Iva Gueorguieva’s painting Placenta is an equally enveloping combination of painted and torn fabric and paper, densely collaged to create an overall surface layered with texture, color, and frenetic energy. The collaged shapes and saturated areas of paint merge into a richly tactile experience.
Sarah Cain’s painting peacocking carefully balances restraint and release combining hotly hued colors with hard-edged composition and unconventional objects. An unadorned chain wraps around a painting’s perimeter intervening and creating a u-shape that determines the painting’s composition–brilliant laps of color are reined in by Cain’s slick geometric lines while the chain emphasizes the painting’s objecthood and plays on the sexual undertones of the work.

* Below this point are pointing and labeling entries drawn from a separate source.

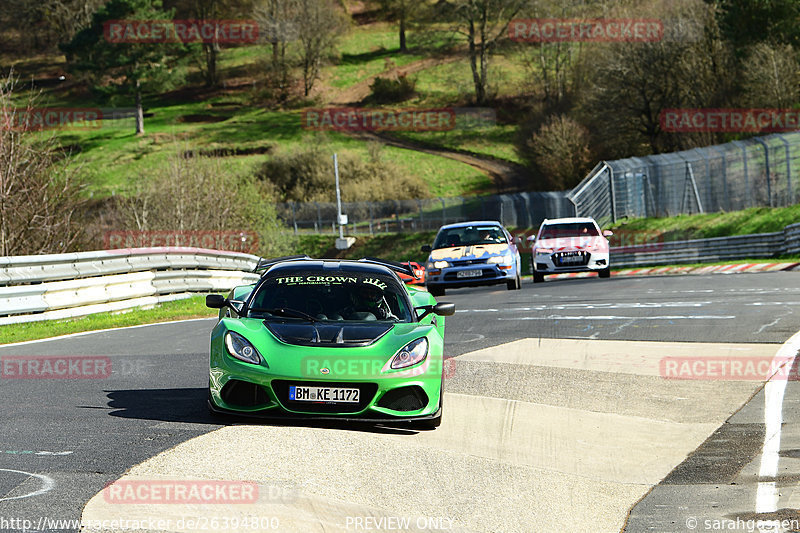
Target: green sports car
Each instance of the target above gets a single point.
(325, 339)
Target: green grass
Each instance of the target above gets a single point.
(682, 227)
(193, 307)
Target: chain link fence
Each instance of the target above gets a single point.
(762, 171)
(519, 210)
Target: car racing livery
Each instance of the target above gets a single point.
(570, 245)
(472, 253)
(329, 339)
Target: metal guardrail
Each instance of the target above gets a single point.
(762, 171)
(48, 287)
(759, 245)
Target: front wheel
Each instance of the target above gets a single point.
(514, 284)
(436, 290)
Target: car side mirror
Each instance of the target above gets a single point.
(441, 309)
(444, 309)
(216, 301)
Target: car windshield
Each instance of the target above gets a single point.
(570, 229)
(307, 295)
(470, 236)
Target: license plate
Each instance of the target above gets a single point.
(323, 394)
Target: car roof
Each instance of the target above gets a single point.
(472, 223)
(568, 220)
(329, 265)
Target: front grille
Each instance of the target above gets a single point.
(366, 394)
(243, 394)
(563, 258)
(411, 398)
(485, 274)
(467, 262)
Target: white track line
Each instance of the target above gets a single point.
(774, 389)
(82, 333)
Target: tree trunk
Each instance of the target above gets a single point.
(139, 110)
(403, 47)
(210, 50)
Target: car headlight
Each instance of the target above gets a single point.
(412, 353)
(500, 260)
(241, 349)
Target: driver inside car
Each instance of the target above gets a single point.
(367, 301)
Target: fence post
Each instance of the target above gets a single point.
(760, 141)
(319, 218)
(789, 196)
(611, 192)
(724, 177)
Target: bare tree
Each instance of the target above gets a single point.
(278, 23)
(771, 76)
(319, 25)
(484, 23)
(40, 196)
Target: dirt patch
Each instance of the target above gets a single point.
(196, 118)
(227, 152)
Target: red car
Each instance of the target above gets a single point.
(419, 272)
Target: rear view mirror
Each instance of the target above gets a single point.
(215, 301)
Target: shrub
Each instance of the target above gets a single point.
(388, 90)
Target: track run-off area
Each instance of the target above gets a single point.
(625, 404)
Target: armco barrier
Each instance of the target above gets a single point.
(761, 245)
(47, 287)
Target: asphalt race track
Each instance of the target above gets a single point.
(560, 415)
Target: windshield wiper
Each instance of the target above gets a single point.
(286, 311)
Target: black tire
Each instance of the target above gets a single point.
(436, 290)
(214, 414)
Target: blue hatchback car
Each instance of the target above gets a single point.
(472, 253)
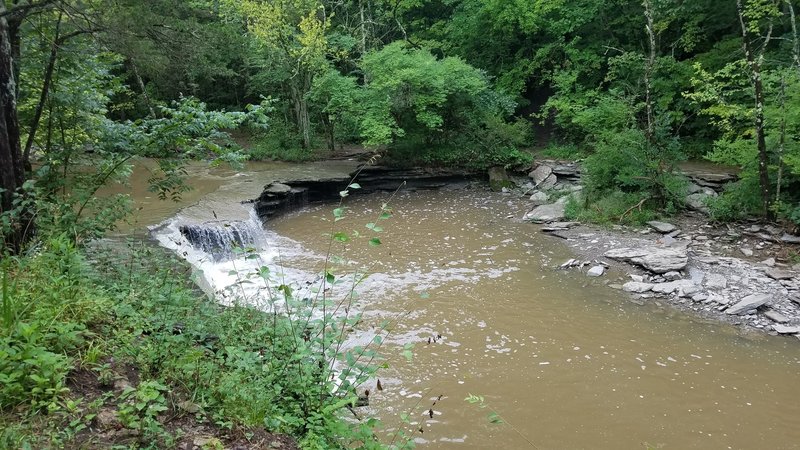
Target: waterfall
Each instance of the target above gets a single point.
(219, 238)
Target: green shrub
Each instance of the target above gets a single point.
(613, 208)
(30, 373)
(280, 143)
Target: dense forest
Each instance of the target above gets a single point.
(630, 88)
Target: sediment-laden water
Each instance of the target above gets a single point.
(564, 360)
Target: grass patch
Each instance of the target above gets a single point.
(120, 349)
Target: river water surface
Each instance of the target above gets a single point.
(564, 360)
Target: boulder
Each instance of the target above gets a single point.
(748, 303)
(783, 329)
(540, 174)
(698, 201)
(716, 281)
(635, 286)
(775, 316)
(662, 227)
(559, 226)
(654, 259)
(778, 274)
(672, 286)
(790, 239)
(673, 276)
(278, 188)
(548, 183)
(539, 198)
(498, 178)
(546, 213)
(596, 271)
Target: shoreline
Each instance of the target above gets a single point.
(724, 266)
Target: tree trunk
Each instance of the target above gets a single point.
(143, 88)
(795, 36)
(754, 64)
(648, 73)
(48, 79)
(12, 173)
(301, 116)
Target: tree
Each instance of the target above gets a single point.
(292, 33)
(751, 18)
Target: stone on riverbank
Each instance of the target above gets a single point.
(498, 179)
(778, 274)
(790, 239)
(654, 259)
(783, 329)
(775, 316)
(546, 213)
(596, 271)
(662, 227)
(539, 198)
(748, 303)
(635, 286)
(698, 201)
(540, 174)
(672, 286)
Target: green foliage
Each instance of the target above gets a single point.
(438, 111)
(615, 207)
(725, 96)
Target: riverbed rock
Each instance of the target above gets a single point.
(559, 226)
(540, 174)
(596, 271)
(778, 274)
(635, 286)
(785, 329)
(662, 227)
(654, 259)
(748, 303)
(539, 198)
(775, 316)
(546, 213)
(790, 239)
(672, 286)
(716, 281)
(673, 276)
(548, 183)
(698, 201)
(278, 188)
(498, 179)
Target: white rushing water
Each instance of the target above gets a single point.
(230, 258)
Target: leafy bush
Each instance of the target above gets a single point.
(612, 208)
(30, 373)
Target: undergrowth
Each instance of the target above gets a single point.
(132, 308)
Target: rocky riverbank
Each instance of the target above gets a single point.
(744, 274)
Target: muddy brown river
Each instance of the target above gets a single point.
(564, 360)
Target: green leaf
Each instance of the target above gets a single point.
(495, 418)
(374, 227)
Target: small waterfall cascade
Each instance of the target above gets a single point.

Sadie Benning’s resin paintings are intensely hand-worked and carefully assembled compositions of wood and aqua-resin coated in layers of primer and casein-based paint. The combination of texture, material, and approach confuses the medium which can be read as drawing, painting, and sculpture, breaking down the historical barriers between these three modes of making.
Linda Besemer’s work Swoop Wavy Bulge is composed through an experimental process of manipulating the 3D animation program Maya to render geometric forms. At first glance, the works appear to be completely digital but upon closer looking, Besemer’s brushwork reveals the intensely handmade quality of her works. In this painting, Besemer has specifically manipulated a three-dimensional image of a grid to create an all-encompassing visual plane that teases and disorients the viewer with no clear focal point or sense of gravity.
Math Bass’s stylized diptych teeters on the edge of abstraction and figuration. Recognizable forms appear and yet turn abstract, becoming shapes rather than signifiers, like shadows manipulated by the sun. Repetition is used as a tool to foreground these forms as part of a visual lexicon Bass has been developing over the last several years as part of the Newz! series–where forms appear in a multitude of perspectives, suggesting the possibility of mutable meaning. Though graphic in the flatness of the forms, there is a lightness to Bass’s geometric abstraction–thin layers of opaque paint are delicately applied to the raw canvas.
The gallery is located at 1700 S Santa Fe Avenue, south of the 10 freeway. Parking is available on the north parking lot adjacent to the building. Gallery hours are Tuesday through Saturday from 10 am to 6 pm and by appointment.